Na sua casa em Olinda, onde funciona o ateliê, José Cláudio concedeu uma entrevista, em que falou um pouco sobre o processo de criação das peças para o Carnaval 2012.

Como recebeu a notícia que ia ser um dos homenageados da festa, cuja cenografia também será assinada pelo Senhor?
- No fundo eu tinha essa vaidade, de ter minha obra conhecida do grande público, porque só quem se interessa e pode comprar um quadro é a minoria. Com o andamento do projeto, fui ficando empolgado com a ideia de me ver no Recife inteiro.

Suas obras já têm tudo a ver com o Carnaval do Recife, mas o Senhor criou 40 pinturas inéditas para a festa deste ano. Como foi o processo de criação das peças?
- O pessoal da equipe de Carlos Augusto Lira me falou como seria, então eu trabalhei em cima do que eles pediram, observando o local onde as peças seriam instaladas. No Pátio do Terço, por exemplo, onde fica o Polo Afro, eles sugeriram elementos do maracatu, mas eu perguntei se não seria melhor os símbolos dos orixás - martelo, gamela, tridente, arco e flecha, sereia. E eles aceitaram.

Como foi pintar as mulheres de Alceu Valença?
- Só tive um pouco de dificuldade em pintar o Diabo Louro. Adoro pintar mulheres, mas nunca pintei loura.

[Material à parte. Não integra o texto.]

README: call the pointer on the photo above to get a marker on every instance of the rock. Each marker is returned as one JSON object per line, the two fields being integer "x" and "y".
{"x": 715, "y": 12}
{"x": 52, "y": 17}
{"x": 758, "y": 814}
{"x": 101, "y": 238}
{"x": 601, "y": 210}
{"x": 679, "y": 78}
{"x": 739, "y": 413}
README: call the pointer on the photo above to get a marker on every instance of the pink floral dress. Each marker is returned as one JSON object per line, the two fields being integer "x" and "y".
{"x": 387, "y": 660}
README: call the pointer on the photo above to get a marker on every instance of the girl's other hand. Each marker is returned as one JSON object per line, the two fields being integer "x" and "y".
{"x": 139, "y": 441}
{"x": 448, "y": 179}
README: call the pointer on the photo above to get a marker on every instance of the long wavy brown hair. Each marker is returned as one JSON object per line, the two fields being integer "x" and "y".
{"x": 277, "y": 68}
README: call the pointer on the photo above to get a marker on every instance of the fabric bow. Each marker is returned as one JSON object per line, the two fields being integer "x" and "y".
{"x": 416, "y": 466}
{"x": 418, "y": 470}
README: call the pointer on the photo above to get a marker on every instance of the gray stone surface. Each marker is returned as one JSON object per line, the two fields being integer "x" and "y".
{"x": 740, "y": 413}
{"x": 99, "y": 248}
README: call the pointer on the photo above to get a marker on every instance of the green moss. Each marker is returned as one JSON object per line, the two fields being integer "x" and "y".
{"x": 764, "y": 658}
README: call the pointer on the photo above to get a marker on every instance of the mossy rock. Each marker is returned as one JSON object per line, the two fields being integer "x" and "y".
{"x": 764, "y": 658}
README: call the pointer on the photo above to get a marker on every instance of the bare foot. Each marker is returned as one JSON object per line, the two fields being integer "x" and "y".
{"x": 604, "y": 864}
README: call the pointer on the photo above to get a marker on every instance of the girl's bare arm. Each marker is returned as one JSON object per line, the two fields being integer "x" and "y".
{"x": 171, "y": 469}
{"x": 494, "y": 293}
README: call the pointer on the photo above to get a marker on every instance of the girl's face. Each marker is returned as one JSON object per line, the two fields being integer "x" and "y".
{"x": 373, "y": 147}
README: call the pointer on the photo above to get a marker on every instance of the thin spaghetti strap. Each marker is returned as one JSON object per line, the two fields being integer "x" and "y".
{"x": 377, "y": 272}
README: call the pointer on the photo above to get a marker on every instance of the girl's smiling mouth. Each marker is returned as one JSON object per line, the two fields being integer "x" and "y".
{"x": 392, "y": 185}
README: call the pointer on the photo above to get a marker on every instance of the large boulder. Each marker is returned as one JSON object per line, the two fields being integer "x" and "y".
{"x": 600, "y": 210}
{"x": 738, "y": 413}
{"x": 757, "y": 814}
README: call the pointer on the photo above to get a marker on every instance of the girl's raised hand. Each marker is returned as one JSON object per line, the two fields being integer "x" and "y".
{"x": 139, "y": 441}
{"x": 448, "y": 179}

As personagens que elegeu pra ilustrar as peças do Carnaval do Recife trazem algo de pessoal, ou seja, teriam sido os seus preferidos nos carnavais que o Senhor vivenciou na sua mocidade, por exemplo?
- Minha relação com as personagens do Carnaval vem desde criança. Meu pai era dono de uma loja no Centro de Ipojuca que vendia tecidos, ferragens, miudezas, perfume, guarda-chuva. Um mês antes do Carnaval chegavam caixas e mais caixas de lança-perfume, confete, serpentina, sombrinha de frevo. Então o Carnaval de Ipojuca começava na loja do meu pai. E durante a festa os blocos que passavam na frente entravam na loja. Era o pastoril dos homens, os sambas de matuto que vinham dos engenhos, muito parecido com o maracatu de hoje, mas sem os metais. Na cidade tinha um artesão, o Ramiro de Bina, que fazia máscaras originais, nada a ver com estas influenciadas pelo cinema, da Disney.

Que tipo de traço o Senhor costuma utilizar nos seus desenhos, especialmente sobre os festejos populares?
- Eu comecei a pintar com Abelardo da Hora, que mandava a gente ir para a rua, observar as pessoas, os gestos. Essa foi a minha escola. Outro dia, vendo o documentário sobre o dramaturgo Hermilo Borba Filho (cujo romance Agá, da Editora Civilização Brasileira, de 1974, foi ilustrado por José Cláudio), vi que Hermilo mandava os atores dele irem para a rua, ver o povo, as manifestações populares, o bumba-meu- boi, para que eles pudessem observar o gestual. Eu tenho muitas imagens na minha cabeça de troças, bois, ursos, mas eu sempre procuro renová-las, indo para o Recife todo Carnaval.

Qual bloco ou tipo de agremiação marcou sua vida?
- Já adulto, morando no Pátio de Santa Cruz, no Recife, eu morava perto da sede de dois blocos, O Cachorro do Homem do Miúdo e Lenhadores, que acompanhei durante muito tempo. E um dos primeiros quadros que pintei foi sobre a Burra do Rosário de Olinda.

Neste Carnaval, pretende seguir algum bloco, ir para algum Baile?
- Eu gosto de ver os blocos de bairro, que saem durante o dia, mas quero ver um pouco de tudo este ano.